In [1]:
# %%
import pandas as pd
import numpy as np
from sklearn.feature_extraction.text import TfidfVectorizer
from sklearn.metrics.pairwise import cosine_similarity
from sklearn.model_selection import KFold

# %%
# Load data
df_wisata = pd.read_csv("../0. Dataset/Dataset_Toba_Text_Processed.csv")
df_history = pd.read_csv("../0. Dataset/userHistory.csv")

# TF-IDF untuk semua tempat wisata
tfidf = TfidfVectorizer()
tfidf_matrix = tfidf.fit_transform(df_wisata['tags_joined'])

# %%
def hit_rate_fold(train_visits, test_visits, top_n=5):
    # Ambil indeks train dari df_wisata
    visited_indices = df_wisata[df_wisata['title'].isin(train_visits)].index
    if len(visited_indices) == 0:
        return None  # Profil tidak bisa dibentuk

    # Bangun profil user
    user_profile_matrix = tfidf_matrix[visited_indices].mean(axis=0)
    user_profile = np.asarray(user_profile_matrix).reshape(1, -1)

    # Hitung similarity
    similarities = cosine_similarity(user_profile, tfidf_matrix).flatten()
    df_wisata['similarity'] = similarities

    # Buang wisata yang ada di train
    rekomendasi = df_wisata[~df_wisata['title'].isin(train_visits)]
    rekomendasi = rekomendasi.sort_values(by='similarity', ascending=False)

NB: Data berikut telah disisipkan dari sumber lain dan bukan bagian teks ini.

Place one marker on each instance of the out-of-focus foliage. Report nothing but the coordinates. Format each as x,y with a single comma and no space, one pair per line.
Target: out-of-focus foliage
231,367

    # Ambil Top-N rekomendasi
    top_rekomendasi = rekomendasi['title'].head(top_n).tolist()

    # Hit Rate: berapa dari test_visits yang muncul di Top-N
    hits = len(set(top_rekomendasi) & set(test_visits))
    hit_rate = hits / len(test_visits)
    return hit_rate

# %%
def evaluate_user_kfold(user_id, top_n=5, k=5):
    user_visits = df_history[df_history['userID'] == user_id]['namaWisata'].tolist()
    
    if len(user_visits) < k:
        return None  # Data terlalu sedikit untuk KFold

    kf = KFold(n_splits=k, shuffle=True, random_state=42)
    fold_hit_rates = []

    for train_index, test_index in kf.split(user_visits):
        train_visits = [user_visits[i] for i in train_index]
        test_visits = [user_visits[i] for i in test_index]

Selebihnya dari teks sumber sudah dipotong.